Le fait que des prémisses soient “mystérieuses” ou difficiles à justifier ne rend pas une construction logique trompeuse en elle-même. Une fois encore, il faut distinguer : la cohérence interne d’un raisonnement et la solidité ou acceptabilité de ses prémisses.
Ensuite, passer de “prémisses fragiles” à “mensonge”, puis à “fin du monde”, n’est pas un raisonnement logique mais une escalade rhétorique sans lien démontré entre les étapes.
Enfin, dire qu’il aurait fallu “se taire” est une position normative ou théologique, pas une conclusion logique.

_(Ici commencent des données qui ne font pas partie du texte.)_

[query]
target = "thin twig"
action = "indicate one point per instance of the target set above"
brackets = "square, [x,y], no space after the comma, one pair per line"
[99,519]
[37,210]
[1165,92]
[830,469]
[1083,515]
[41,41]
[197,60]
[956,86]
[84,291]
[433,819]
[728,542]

En logique, on peut analyser une structure indépendamment du jugement qu’on porte sur son contenu.
Les prémices qui sont les éléments d'un phénomène qui ont amené les prêtres à concevoir les prémisses lesquels sont des postulats, et bien elles sont mystérieuses (ce ne sont pas les prémisses qui sont mystérieux mais les prémices)

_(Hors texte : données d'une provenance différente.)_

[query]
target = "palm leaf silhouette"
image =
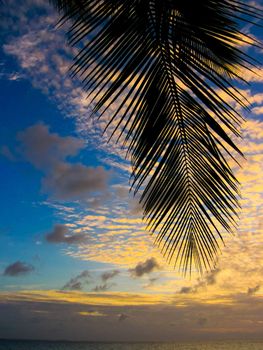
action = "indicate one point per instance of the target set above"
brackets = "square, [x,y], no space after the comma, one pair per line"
[170,61]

Prémices Débuts, premiers signes, premiers fruits
Prémisses Propositions de départ d’un raisonnement
Par conséquent comme le départ (les prémices fondatrices) qui conduisent les prêtres à concevoir la trinité sont un mystère et bien rien ne peut être échafaudé sur un mystère
Par conséquent au lieu de dire une absurdité, une ineptie, une élucubration, les prêtres auraient mieux fait de se taire.
Non, avant de s'aventurer dans une construction normative il faut observer l'objet et prendre du recul devant lui pour s'avouer complètement inapte à donner une seule explication au lieu de donner une explication loufoque mais qui dans sa verbalisation est construite sur une base de logique interne faite d'inepties corrélées les unes aux autres.J'm'interroge a écrit : 31 mars26, 07:56
Il ne s'agit pas du tout de bâtir une logique sur des prémisses de ce genre.
Il s’agit d’examiner la cohérence interne d’un ensemble d’énoncés, pas de “bâtir une logique” sur un mystère.
Autrement dit, on ne pose pas “le mystère” comme fondement logique : on prend des propositions telles qu’elles sont formulées et on vérifie si elles sont compatibles entre elles ou si elles se contredisent.